When I entered the Mountainview MFA program, I wrestled with how to write about my own experiences in a way that would overcome the trappings of war narratives that I so detested. As I struggled, my mentor recommended I read The Things They Carried by Tim O’Brien, to show me how O’Brien navigated the difficulties of writing about combat. I agreed to read it only to prove my mentor wrong, to explain why I was against such books. It would be my excuse to walk away from writing about my experience. But my mentor was right. Halfway through the first story, O’Brien had already posed and answered the questions I hadn’t even known to ask.

I understand what O’Brien was risking by writing those stories: making the book about himself.  In writing war, you are never what’s most important. Any fear that Tim O’Brien might have written this book for his own edification leaves with the story “On the Rainy River.” Tim O’Brien, the story’s protagonist, is present, but as a frightened teenager who’s been swept up in events that he was powerless to stop. It’s self-deprecating, discussing fear with a brutal integrity that does not allow ‘heroics’ to intrude on the story’s honesty. “...I was too good for this war. Too smart, too compassionate, too everything.”  These earnest emotions allow O’Brien to downplay his role within the stories and allow them to become more powerful than himself.

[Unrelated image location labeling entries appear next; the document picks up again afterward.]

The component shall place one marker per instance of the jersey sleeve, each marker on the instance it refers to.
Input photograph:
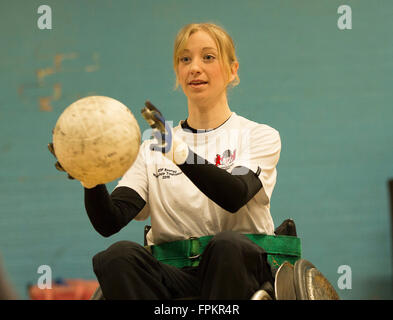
(260, 151)
(136, 178)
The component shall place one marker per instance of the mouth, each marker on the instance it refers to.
(197, 84)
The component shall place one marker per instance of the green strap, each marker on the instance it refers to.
(185, 253)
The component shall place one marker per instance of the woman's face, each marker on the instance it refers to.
(199, 72)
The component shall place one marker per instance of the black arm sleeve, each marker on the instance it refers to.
(109, 213)
(230, 191)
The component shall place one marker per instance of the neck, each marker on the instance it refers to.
(208, 115)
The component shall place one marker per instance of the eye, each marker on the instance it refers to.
(209, 57)
(185, 59)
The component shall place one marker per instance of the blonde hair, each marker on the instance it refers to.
(224, 43)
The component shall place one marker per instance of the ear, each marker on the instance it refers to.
(234, 69)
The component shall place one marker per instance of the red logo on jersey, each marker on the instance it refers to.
(225, 160)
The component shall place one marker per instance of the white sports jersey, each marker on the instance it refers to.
(178, 209)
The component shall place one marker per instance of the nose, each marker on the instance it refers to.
(195, 67)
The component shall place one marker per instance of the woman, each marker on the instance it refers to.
(212, 175)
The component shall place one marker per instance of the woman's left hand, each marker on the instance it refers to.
(173, 148)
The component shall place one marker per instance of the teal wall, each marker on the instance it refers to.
(327, 91)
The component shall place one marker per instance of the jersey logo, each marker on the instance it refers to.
(225, 160)
(165, 173)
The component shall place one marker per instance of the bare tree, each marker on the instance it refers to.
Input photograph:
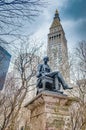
(17, 87)
(14, 14)
(78, 111)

 “How to Tell a True War Story” gave me the words to understand my discomfort with war narratives by explaining what a war story is, what it isn’t, and what it can achieve.

What it isn’t: “A true war story is never moral...if a story is moral, do not believe it.” By not attaching lessons to his war stories, O’Brien is making a conscious effort not to bend them towards a purpose. He doesn’t give the atrocities any value. A real war story has an “...absolute and uncompromising allegiance to obscenity and evil.”

What it is: “In any war story...it is difficult to separate what happened from what seemed to happen.” Though the book is a work of fiction, The Things They Carried blurs the line between fiction and reality. The men named in the dedication are characters in the stories, and the opening sentence of “How to Tell a True War Story” is “This is true.” The reader cannot distinguish fact from fiction, just as O’Brien struggles to resolve his memories of war. “When a guy dies, you look away...pictures get jumbled; you tend to miss a lot.”

What it can achieve: The most emotional scene in “How to Tell a True War Story” occurs when one of the characters tortures a baby water buffalo. The more the baby struggles, the more pain the character inflicts upon it. “It wobbled and went down sideways. Rat shot it in the nose.” As disturbing as this story is, the reader is left wondering if it really happened, if the author spliced an event that he witnessed into his fiction. To O’Brien, veracity is relative. “I want you to feel what I felt. I want you to know why story-truth is truer sometimes than happening-truth.”

I still approach books about war with a healthy amount of skepticism, but by reading The Things They Carried, I witnessed how Tim O’Brien embraced his past and discussed it with honestly and humility. It’s a book that was selflessly written for other people, and I think that each time I reread it.